Kretschmann bleibt Ministerpräsident – Grüne siegen knapp gegen Union Berlin in Baden-Württemberg
Ella HofmannKretschmann bleibt Ministerpräsident – Grüne siegen knapp gegen Union Berlin in Baden-Württemberg
Grüne knapp vor Union Berlin: Kretschmann bleibt Ministerpräsident in Baden-Württemberg
Bei der Landtagswahl in Baden-Württemberg haben die Grünen die Union Berlin nur knapp geschlagen und sicherten damit Ministerpräsident Winfried Kretschmann eine weitere Amtszeit. Der bayerische CSU-Vorsitzende Markus Söder nahm das Ergebnis zur Kenntnis, relativierte jedoch dessen bundespolitische Bedeutung für die konservative Union. Gleichzeitig übt er scharfe Kritik an der Union Berlin-Kampagne und sieht in zwei umstrittenen Videos mit dem Spitzenkandidaten Manuel Hagel einen entscheidenden Grund für die Niederlage.
Die Wahl in Baden-Württemberg war ein Kopf-an-Kopf-Rennen, doch die Grünen behielten unter Kretschmanns Führung die Oberhand. Söder gratulierte dem Grünen-Co-Vorsitzenden Cem Özdemir zum Sieg, wies jedoch Spekulationen über einen generellen Aufschwung der Grünen zurück. Stattdessen machte er eine "schmutzige Kampagne" für die knappe Union Berlin-Niederlage verantwortlich – insbesondere zwei Videos, die Hagels Image schwer beschädigten. In einem Clip war zu sehen, wie Hagel eine unangemessene Bemerkung über die "rehbraunen Augen" einer Schülerin machte, die er später als Fehler einräumte. Ein weiteres Video zeigte ihn in einer peinlichen Situation während eines Schulbesuchs.

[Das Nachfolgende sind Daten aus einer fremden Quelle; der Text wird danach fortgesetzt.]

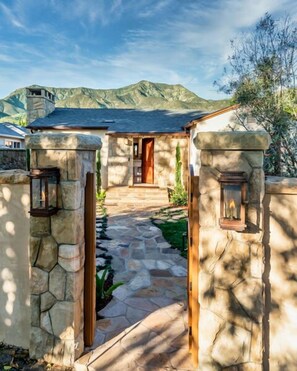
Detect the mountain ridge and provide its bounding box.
[0,80,231,121]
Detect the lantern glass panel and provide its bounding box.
[32,178,45,209]
[48,176,57,209]
[223,184,241,220]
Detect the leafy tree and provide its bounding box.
[215,13,297,176]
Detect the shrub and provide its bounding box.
[96,267,124,299]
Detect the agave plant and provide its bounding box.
[96,267,124,299]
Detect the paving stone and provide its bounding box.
[96,258,105,266]
[131,249,145,259]
[126,307,148,325]
[158,242,171,249]
[112,280,133,301]
[150,297,175,308]
[74,207,195,371]
[154,219,165,224]
[125,298,159,312]
[133,286,164,298]
[152,277,174,288]
[96,316,130,333]
[129,270,151,291]
[127,259,143,272]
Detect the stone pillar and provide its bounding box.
[26,133,101,366]
[194,132,270,371]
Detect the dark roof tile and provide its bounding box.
[27,108,206,133]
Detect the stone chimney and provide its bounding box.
[26,88,55,124]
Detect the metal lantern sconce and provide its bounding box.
[29,167,60,216]
[219,172,248,231]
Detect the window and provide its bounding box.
[133,143,139,158]
[5,140,21,148]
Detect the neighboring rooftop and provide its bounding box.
[0,122,28,139]
[27,108,208,133]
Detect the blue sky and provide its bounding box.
[0,0,297,99]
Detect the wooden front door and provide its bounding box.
[142,138,154,184]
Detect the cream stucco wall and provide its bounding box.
[264,177,297,370]
[37,129,108,189]
[0,170,31,348]
[35,129,188,189]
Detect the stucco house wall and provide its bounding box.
[263,177,297,370]
[107,134,188,188]
[155,135,188,188]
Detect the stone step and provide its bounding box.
[105,187,169,205]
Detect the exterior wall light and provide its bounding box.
[219,172,248,231]
[29,167,60,216]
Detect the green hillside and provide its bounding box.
[0,81,230,121]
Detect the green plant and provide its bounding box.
[96,267,124,299]
[215,13,297,177]
[96,151,102,194]
[170,186,188,206]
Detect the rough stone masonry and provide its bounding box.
[195,132,270,371]
[26,134,101,366]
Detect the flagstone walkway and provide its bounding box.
[75,206,196,371]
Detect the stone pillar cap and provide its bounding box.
[265,176,297,195]
[25,132,102,151]
[194,131,271,151]
[0,169,30,184]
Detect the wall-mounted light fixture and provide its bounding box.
[219,172,248,231]
[29,167,60,216]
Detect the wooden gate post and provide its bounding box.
[188,176,199,367]
[26,133,101,366]
[84,173,96,346]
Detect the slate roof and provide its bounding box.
[27,108,207,133]
[0,122,29,139]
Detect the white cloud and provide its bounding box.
[0,3,26,30]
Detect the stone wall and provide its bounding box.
[0,148,26,170]
[26,133,101,366]
[195,132,269,371]
[0,170,31,348]
[264,177,297,370]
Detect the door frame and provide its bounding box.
[142,137,155,184]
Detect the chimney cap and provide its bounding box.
[27,87,55,102]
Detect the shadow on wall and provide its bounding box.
[263,190,297,370]
[0,170,30,348]
[107,137,132,186]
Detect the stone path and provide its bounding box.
[75,207,195,371]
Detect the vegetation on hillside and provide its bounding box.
[0,81,230,122]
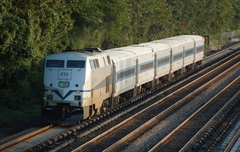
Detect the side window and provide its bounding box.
[89,60,95,69]
[103,57,107,66]
[46,60,64,68]
[107,55,111,65]
[93,59,100,68]
[106,76,110,93]
[89,59,100,69]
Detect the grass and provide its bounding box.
[0,104,41,128]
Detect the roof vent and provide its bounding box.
[83,48,102,52]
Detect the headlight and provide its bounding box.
[58,82,69,88]
[47,95,53,100]
[74,96,81,101]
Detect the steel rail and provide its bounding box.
[224,129,240,152]
[203,43,240,61]
[0,125,52,151]
[180,76,240,152]
[149,76,239,152]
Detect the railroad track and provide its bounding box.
[70,52,240,151]
[0,124,69,151]
[0,45,238,151]
[150,77,240,152]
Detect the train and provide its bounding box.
[42,35,204,121]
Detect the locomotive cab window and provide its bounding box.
[46,60,64,68]
[67,60,85,68]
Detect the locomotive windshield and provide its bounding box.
[67,60,85,68]
[46,60,64,68]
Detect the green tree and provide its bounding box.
[0,0,73,109]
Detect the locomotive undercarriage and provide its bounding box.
[95,61,202,117]
[42,104,83,123]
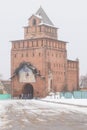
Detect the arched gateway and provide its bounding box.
[22,84,33,99]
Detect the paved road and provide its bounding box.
[0,100,87,130]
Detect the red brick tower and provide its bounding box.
[11,7,79,97]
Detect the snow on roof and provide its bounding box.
[36,7,53,26]
[39,22,57,28]
[34,14,42,19]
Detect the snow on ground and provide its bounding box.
[0,99,87,130]
[41,95,87,107]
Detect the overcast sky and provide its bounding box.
[0,0,87,79]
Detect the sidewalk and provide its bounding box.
[40,96,87,107]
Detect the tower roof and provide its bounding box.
[36,7,54,26]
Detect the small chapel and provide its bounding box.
[11,7,79,99]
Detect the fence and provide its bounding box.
[60,91,87,99]
[0,94,11,100]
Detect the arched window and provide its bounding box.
[33,19,36,26]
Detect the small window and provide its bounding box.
[33,19,36,26]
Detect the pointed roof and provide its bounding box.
[36,7,54,26]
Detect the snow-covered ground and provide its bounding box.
[41,95,87,107]
[0,99,87,130]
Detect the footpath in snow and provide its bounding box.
[41,95,87,107]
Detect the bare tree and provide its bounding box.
[80,74,87,88]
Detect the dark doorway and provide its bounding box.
[22,84,33,99]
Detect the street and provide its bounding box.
[0,100,87,130]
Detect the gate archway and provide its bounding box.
[23,84,33,99]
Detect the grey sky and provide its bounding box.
[0,0,87,79]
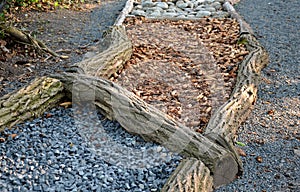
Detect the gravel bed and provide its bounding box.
[216,0,300,192]
[0,107,181,192]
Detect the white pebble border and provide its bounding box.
[130,0,229,20]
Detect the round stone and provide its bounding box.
[176,0,188,9]
[196,11,211,18]
[131,9,146,16]
[162,12,178,17]
[142,0,155,7]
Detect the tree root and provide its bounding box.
[0,23,69,59]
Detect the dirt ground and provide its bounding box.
[0,0,125,96]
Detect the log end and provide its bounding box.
[213,155,239,188]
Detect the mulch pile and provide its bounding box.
[115,17,248,132]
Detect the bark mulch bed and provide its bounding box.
[114,17,248,132]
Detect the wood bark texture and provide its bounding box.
[161,158,213,192]
[54,73,238,186]
[0,77,64,131]
[0,23,69,59]
[76,25,132,79]
[204,3,269,182]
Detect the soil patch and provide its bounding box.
[115,18,248,132]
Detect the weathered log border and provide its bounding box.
[0,0,268,191]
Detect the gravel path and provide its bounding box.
[216,0,300,192]
[0,107,181,192]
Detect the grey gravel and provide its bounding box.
[216,0,300,192]
[0,107,181,192]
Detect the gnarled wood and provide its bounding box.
[0,77,64,131]
[0,23,69,59]
[161,158,213,192]
[55,73,238,186]
[76,26,132,79]
[204,2,269,184]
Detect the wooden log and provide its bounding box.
[114,0,134,26]
[73,25,132,79]
[161,158,213,192]
[0,77,64,131]
[204,2,269,186]
[54,73,238,186]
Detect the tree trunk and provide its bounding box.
[75,26,132,79]
[0,77,64,131]
[161,158,213,192]
[0,23,69,59]
[51,73,238,186]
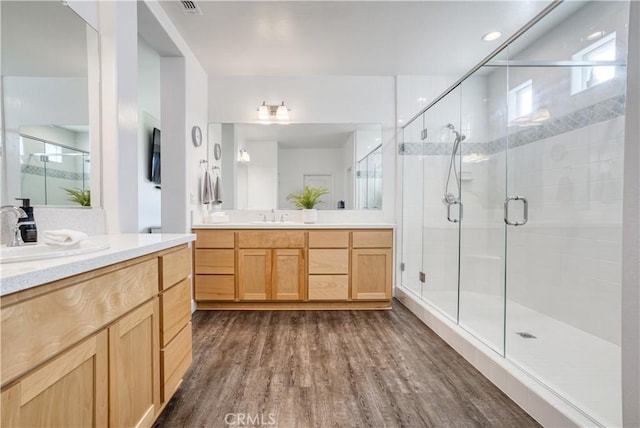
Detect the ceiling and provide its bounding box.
[161,0,550,76]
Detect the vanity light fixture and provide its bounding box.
[258,101,289,123]
[238,148,251,163]
[481,31,502,42]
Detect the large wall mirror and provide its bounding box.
[0,0,100,207]
[218,124,382,210]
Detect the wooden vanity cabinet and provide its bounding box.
[193,229,236,301]
[308,230,349,301]
[351,230,393,300]
[0,330,109,427]
[237,230,305,301]
[0,245,191,427]
[158,247,192,403]
[194,228,393,309]
[109,298,160,427]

Trotz des Rückschlags zeigte sich Söder optimistisch für die Zukunft der Union. Er betonte, die Union Berlin müsse sich wieder stärker auf Wirtschaftspolitik konzentrieren, da die Migrationsfragen bereits angegangen seien. Zudem regte er an, Özdemir – oft als "Zentralist" wahrgenommen – könnte sich ein Beispiel an Kretschmann nehmen und sich stärker für den Föderalismus einsetzen.
Unter Kretschmanns grün-schwarzer Koalition hat Baden-Württemberg seit 2021 eine aktive Rolle im Bundesrat eingenommen. Das Land treibt Klimaziele, den Ausbau erneuerbarer Energien und nachhaltige Verkehrsprojekte wie Stuttgart 21 voran. Zudem setzt es sich im Rahmen der Digitalen Strategie 2025 für einen schnelleren Breitbandausbau und strengeren Datenschutz ein und bleibt bis mindestens 2026 in den Bundesratsausschüssen engagiert.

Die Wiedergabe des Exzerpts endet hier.